Findings are consistent with research indicating VR relaxation can decrease stress among the general population (Riches et al., 2021) and young adults in isolated environments (Anderson et al., 2017), and suggest applications for young adults in other stressful or restrictive environments, such as in prison or in psychiatric hospitals, or where individuals’ mobility issues hinder their ability to access real-world nature (Riches et al., 2023abc). Positive feedback on sleep and relaxation was consistent with studies showing that VR can promote nighttime relaxation and improve sleep in young people (Yüksel et al., 2020). However, frequency of participants’ VR sessions was lower than suggested by researchers, indicating daily use may be impractical or require further support. Although participants’ interest diminished and technical problems hindered user experience, appraisals of these issues may have been exacerbated due to limited technical assistance, compared to that which they might receive in laboratory-based studies or through greater online support. Nevertheless, participants felt there were positive future applications for VR relaxation, including in the workplace and specific stressful environments (Nijland et al., 2021; Riches et al., 2023b, c; Riches & Smith, 2022).

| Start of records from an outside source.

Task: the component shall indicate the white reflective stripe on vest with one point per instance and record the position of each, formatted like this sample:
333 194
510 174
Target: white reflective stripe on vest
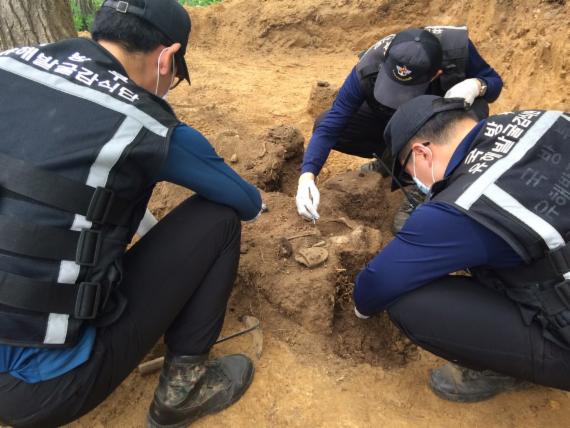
547 232
107 158
63 85
527 142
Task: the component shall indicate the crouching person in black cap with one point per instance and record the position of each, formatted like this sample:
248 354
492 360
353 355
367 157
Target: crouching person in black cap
499 206
86 135
435 60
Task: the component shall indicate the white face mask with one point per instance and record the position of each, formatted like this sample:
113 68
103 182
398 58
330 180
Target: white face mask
421 186
158 76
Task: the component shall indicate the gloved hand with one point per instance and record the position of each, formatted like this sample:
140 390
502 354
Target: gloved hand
468 89
308 197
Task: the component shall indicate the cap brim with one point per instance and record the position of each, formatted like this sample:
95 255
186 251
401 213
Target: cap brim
393 94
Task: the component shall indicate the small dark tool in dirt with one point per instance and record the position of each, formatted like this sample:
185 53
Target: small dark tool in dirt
251 326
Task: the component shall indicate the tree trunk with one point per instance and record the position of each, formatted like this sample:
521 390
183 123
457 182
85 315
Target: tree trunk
30 22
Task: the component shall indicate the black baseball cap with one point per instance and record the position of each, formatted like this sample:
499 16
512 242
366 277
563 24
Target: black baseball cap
412 60
409 119
167 16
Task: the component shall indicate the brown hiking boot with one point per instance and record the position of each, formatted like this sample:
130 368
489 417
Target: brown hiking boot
191 387
455 383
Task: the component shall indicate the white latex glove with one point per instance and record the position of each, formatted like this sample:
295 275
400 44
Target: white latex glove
468 89
308 197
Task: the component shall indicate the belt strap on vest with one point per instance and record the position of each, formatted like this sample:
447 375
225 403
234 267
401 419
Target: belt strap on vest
98 205
82 300
49 242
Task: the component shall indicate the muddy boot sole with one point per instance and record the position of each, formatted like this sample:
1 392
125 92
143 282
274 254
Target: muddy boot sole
150 423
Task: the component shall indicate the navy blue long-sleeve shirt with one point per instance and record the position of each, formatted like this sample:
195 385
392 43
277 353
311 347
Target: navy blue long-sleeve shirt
191 162
436 240
350 97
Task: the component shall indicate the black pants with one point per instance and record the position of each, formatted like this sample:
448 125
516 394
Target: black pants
363 135
177 282
462 321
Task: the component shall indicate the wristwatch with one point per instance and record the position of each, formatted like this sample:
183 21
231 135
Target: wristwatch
483 87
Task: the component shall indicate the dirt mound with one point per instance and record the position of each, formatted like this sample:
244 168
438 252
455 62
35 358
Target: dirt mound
271 162
307 270
256 66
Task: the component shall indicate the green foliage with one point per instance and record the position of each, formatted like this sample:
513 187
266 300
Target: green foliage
83 22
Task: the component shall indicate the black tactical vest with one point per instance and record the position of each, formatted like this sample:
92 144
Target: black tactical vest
515 181
454 43
81 146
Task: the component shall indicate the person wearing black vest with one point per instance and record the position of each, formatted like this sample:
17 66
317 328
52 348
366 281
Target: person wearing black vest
498 206
438 60
85 136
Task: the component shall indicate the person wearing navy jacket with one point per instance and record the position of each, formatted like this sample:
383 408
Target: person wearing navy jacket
479 274
80 308
438 60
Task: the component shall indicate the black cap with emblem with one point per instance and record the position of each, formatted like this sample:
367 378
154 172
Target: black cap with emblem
409 119
412 60
168 16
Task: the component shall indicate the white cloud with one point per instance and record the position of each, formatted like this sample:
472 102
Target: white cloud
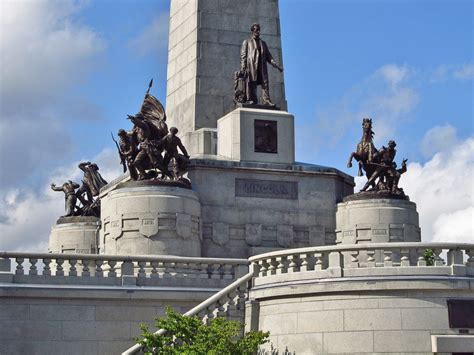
443 189
437 138
445 72
154 37
466 72
457 226
44 52
26 216
386 95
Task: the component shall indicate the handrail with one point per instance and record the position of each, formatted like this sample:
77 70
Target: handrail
200 307
106 257
367 246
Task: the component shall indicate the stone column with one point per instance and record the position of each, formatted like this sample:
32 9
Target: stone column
376 220
141 219
204 52
75 235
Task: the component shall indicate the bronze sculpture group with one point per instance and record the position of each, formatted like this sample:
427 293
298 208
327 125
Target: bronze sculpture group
254 56
379 165
151 152
87 193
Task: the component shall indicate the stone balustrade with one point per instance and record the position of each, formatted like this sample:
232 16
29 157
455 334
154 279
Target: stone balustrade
363 260
114 270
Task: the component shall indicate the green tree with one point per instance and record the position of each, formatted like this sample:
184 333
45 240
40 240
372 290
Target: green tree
190 336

This study reports an innovative methodology using entirely remote recruitment, participant consultation, and data collection for a VR-based psychosocial intervention. Previous “remote” VR studies have provided preliminary evidence, but have tended to either not be entirely remote, with participants collecting HMDs in-person (Mottelson & Hornbæk, 2017), or only recruiting participants who already owned an HMD (Ma et al., 2018). Further strengths of this study include use of a control group, qualitative feedback on the subjective experience of VR relaxation, and the naturalistic setting of participants’ homes, which increased ecological validity. Limitations include the small homogenous sample and lack of physiological measures of stress. The fact that participant characteristics, number of sessions, and duration of sessions were self-reported is a potential limitation because there is no way to verify this data. It is also unclear how representative the demographic characteristics of the sample are compared to the general population, especially those that use VR interventions. Investigating such issues of representativeness fell outside of the remit of the present study.

Future research could investigate longer-term engagement and targeted use of VR relaxation for stressful circumstances with more representative and diverse samples (Riches et al., 2023a). Studies should also be adequately powered and compare intervention groups with control groups on the main outcome measures. To improve engagement and user experience, VR developers could design more diverse, interactive, gamified environments (Kaleva & Riches, 2023). VR relaxation could also be incorporated into videogames, social media, and virtual online communities in psychologically informed ways that target user well-being. Avatar-based technical support in the VR could provide instruction and troubleshooting to reduce technical problems.

In conclusion, remotely delivered VR relaxation in young adults’ homes is feasible and appears to provide short-term stress relief, but further research should investigate optimal frequency of use with a larger sample to assess longer-term impact on psychological well-being.